Tentiamo qui un viaggio ideale attraverso i secoli limitandoci all’arte delle basiliche. Partiamo dal VI secolo e a Ravenna potremmo ammirare la chiesa di S. Apollinare in Classe stile bizantino con i suoi mosaici policromi. Proseguiamo verso il secolo seguente all’Abbazia di San Colombano in Bobbio (PC), di stile longobardo con le sue strutture originarie ottagonali simbolo del cosmo. Proseguiamo verso il 1000 con le basiliche stile romanico di cui è costellata l’Emilia e poi S. Marco di Venezia, Monreale di Palermo. Equilibrio di stile classico, muri compatti e massicci entro cui lo spirito viene protetto dalla distrazione. Proseguiamo verso Parigi dove un secolo più tardi principiò lo stile gotico con archi rampanti atti a incutere rispetto e facilitare l’elevazione. Proseguiamo verso il Rinascimento con cupole a proteggere le città, vedi duomo di Firenze. E avanti con il barocco del 1600, teatrale, virtuoso, bizzarro, ricchezza di toni e colori, espressione di potenza e di fasto, vedi la cattedrale di Lecce e la nostra Basilica S. Pietro di Roma. Fino all’età contemporanea con lo stile assembleare, e sintonizzato al paesaggio verde della natura, vedi Ronschamp Belfort capolavoro del Corbusier nella Francia sud-orientale.

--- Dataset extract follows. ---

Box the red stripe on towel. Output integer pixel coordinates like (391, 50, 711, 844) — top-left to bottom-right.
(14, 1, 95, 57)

Se poi consigliamo ai nostri maratoneti di percorrere la Francigena fino a S. Giacomo di Compostella è tutto un tragitto costellato di piccoli santuari dagli stili originali. Ci siamo limitati all’architettura sacra, proprietà della chiesa, salvaguardia della bellezza. Ma la chiesa ha esercitato il suo influsso su tutte le espressioni d’arte: sulla pittura da Giotto a Caravaggio. Sulla letteratura con Dante, sulla musica con il canto gregoriano, da Palestrina a Mozart. Ma l’arte non ha limiti di tempo, di cultura, di religione. Anche l’arte così detta laica ha lo stesso contenuto di quella sacra: dalla letteratura del Petrarca al Pascoli, ai vari romanzieri, dai grafiti preistorici alle opere di Van Gogh, dall’abbigliamento imperiale romano ai nostri stili di moda P.Cardin.

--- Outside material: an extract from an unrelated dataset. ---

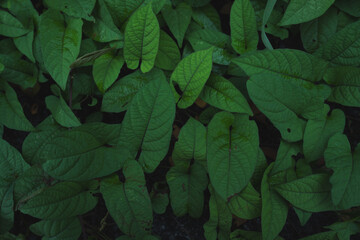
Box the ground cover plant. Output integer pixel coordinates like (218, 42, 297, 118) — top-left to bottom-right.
(0, 0, 360, 239)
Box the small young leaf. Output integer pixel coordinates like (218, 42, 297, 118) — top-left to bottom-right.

Gli artisti non muoiono mai, sono eterni, vivono dentro di noi e ci fanno rivivere. Se Dio crea, l’artista pure continua a creare. Ogni tipo di bellezza è salvifica, dà motivazioni, guarisce, unisce, ci fa tornare alle origini, nostalgia del passato verso un futuro ultramondano. Per cui i binomi dell’inizio, fede-arte, e chiesa-Dio anziché concorrenziali potrebbero anche richiamarsi a vicenda. E l’arte, sia essa di chiesa come degli infiniti geni autonomi, potrebbe essere un veicolo verso la fede in Dio e postularne l’esistenza.